A Fast Large-Integer Extended GCD Algorithm and Hardware Design for Verifiable Delay Functions and Modular Inversion
Speaker: Kavya Sreedhar, PhD Student, Stanford University
Date: May 4, 2022
The extended GCD computation is the most expensive operation in state-of-the-art implementations of two advanced cryptography applications that are gathering increasing interest — verifiable delay functions that involve squaring in class groups, and constant-time modular inversion for elliptic curve cryptography. These application developments are relatively recent, so few papers have investigated XGCD hardware acceleration.

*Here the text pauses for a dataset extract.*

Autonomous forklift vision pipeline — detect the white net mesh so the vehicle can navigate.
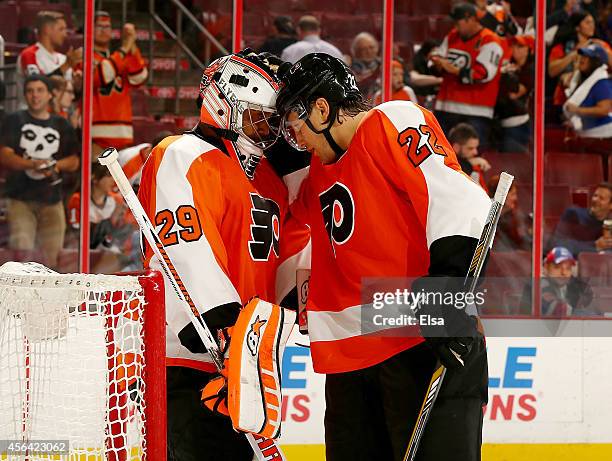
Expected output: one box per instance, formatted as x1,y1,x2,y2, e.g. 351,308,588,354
0,263,148,460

In this talk, we explore the large-integer XGCD accelerator design space across several axes: algorithm choice, large-integer arithmetic circuit design, and computation constraints due to various application requirements. While all prior hardware works build from Euclid’s division-based algorithm, we find that building upon Stein’s subtraction algorithm instead is a more promising approach for faster hardware. Our use of carry-save adders and redundant representations enable us to achieve 4+GHz clock frequencies in 16nm. Our 16nm ASIC design calculates 1024-bit XGCD in 294ns (8X faster than the state-of-the-art ASIC) and constant-time 255-bit XGCD for inverses in the field of integers modulo the prime 2^255 - 19 in 87ns (31X faster than state-of-the-art software). We plan to tape out this design in GF12 in September.